Jeże

Jeżu malusieńki ;-)

Jak co roku o tej porze pod nasz dach trafiają małe jeże (natomiast pierwszy raz spotkaliśmy się z osobnikiem, który ma jasny nosek i łapki ). Są to jeże z drugiego jesiennego miotu. Nie zabieramy jeży tylko dlatego, że są małe (zabieranie małych jeży jest uzasadnione tuż przed zimą, kiedy wiadomo że ich niska waga nie pozwoli bezpiecznie przetrwać kilkumiesięcznej hibernacji!).
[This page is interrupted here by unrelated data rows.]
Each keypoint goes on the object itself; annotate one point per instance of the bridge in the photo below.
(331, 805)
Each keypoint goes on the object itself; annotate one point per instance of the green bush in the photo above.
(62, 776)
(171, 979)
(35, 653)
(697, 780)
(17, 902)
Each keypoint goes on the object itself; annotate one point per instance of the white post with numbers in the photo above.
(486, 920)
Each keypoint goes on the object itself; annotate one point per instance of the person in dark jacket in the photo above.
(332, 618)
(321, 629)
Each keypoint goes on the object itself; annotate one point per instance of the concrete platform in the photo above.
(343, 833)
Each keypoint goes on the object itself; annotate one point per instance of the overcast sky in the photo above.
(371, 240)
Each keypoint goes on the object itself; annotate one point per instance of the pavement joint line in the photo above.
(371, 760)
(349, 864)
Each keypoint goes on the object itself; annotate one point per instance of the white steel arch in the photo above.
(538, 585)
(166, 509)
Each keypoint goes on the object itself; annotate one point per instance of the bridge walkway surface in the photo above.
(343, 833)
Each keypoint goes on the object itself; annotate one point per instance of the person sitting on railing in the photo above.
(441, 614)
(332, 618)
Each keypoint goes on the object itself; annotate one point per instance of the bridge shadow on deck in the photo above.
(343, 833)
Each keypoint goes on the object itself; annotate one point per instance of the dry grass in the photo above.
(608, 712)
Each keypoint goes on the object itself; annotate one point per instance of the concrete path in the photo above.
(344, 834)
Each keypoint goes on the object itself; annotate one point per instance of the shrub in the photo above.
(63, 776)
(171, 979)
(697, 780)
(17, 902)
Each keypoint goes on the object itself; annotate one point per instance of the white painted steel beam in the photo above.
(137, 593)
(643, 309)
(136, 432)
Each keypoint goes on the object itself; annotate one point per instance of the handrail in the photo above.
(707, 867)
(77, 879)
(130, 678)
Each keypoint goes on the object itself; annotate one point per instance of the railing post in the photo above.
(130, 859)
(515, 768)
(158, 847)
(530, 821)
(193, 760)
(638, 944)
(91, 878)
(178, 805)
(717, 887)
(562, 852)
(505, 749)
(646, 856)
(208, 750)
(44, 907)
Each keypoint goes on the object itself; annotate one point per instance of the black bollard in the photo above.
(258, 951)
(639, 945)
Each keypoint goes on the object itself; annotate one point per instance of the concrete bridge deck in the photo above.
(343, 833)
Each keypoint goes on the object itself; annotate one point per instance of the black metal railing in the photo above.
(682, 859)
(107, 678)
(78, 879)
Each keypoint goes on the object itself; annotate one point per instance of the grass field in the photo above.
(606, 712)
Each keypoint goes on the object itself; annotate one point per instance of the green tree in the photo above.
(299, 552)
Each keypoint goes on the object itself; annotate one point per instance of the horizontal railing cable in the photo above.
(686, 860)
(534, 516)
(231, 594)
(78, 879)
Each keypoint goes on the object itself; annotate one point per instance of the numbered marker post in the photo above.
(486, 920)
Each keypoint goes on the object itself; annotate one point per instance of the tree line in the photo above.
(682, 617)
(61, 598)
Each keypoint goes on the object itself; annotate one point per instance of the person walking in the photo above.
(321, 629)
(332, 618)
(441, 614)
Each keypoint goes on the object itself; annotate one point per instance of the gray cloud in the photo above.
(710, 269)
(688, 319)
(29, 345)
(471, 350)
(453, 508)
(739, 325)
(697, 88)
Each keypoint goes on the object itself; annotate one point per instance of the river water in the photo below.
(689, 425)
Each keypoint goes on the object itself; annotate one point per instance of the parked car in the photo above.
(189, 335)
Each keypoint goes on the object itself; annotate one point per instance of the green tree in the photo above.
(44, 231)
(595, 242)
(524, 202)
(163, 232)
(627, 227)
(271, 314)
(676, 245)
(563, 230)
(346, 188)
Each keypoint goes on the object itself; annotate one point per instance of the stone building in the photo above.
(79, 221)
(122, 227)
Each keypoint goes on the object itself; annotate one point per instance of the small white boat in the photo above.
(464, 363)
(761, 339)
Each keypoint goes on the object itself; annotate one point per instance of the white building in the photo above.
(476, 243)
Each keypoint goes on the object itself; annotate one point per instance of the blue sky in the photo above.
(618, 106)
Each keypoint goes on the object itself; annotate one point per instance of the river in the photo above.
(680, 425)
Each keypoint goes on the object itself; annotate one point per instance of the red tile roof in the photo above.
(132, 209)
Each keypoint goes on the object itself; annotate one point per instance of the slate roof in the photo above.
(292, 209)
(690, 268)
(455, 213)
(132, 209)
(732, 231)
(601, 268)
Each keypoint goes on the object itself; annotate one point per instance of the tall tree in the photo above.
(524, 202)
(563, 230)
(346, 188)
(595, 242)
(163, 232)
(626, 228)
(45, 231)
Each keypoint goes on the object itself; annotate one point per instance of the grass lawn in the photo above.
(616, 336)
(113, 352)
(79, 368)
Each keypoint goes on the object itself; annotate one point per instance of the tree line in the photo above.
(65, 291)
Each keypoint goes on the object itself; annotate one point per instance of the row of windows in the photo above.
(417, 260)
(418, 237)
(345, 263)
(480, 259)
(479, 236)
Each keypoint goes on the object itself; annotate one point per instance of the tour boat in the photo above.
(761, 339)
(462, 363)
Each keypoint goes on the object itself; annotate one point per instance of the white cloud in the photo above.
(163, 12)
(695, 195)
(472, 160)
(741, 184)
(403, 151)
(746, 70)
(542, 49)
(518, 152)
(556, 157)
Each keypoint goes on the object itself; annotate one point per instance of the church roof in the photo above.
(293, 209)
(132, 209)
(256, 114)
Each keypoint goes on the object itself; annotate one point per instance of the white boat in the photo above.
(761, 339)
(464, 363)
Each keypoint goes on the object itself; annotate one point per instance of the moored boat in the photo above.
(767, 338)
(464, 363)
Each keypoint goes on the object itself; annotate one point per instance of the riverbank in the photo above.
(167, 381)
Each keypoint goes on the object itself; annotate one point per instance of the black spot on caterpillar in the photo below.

Tym jeżom pomagamy dlatego, że są osłabione, niedożywione, okaleczone, zostały osierocone, odłączyły się od matki, a są jeszcze niesamodzielne. Jeże takie często widywane są w ciągu dnia (i to jest sygnał alarmowy! Należałoby upewnić się, czy młode nie znajdują się w tarapatach). Osłabione, chore jeże, poruszające się za dnia są narażone na atak much, które błyskawicznie składają na nich jajeczka . Równie błyskawicznie wylęgają się z nich larwy które żywcem zjadają małego jeżyka . Jeży pod nasz dach trafia bardzo dużo (mama jeżowa może mieć nawet siedem pociech). Obecnie mamy ich 12. Niektóre z nich opuszczą nas przed zimą, a inne będą hibernowały pod kontrolą w ośrodku. Średnio zimuje u nas około 30 osobników. To sporo zajęcia i tyle samo pieniędzy.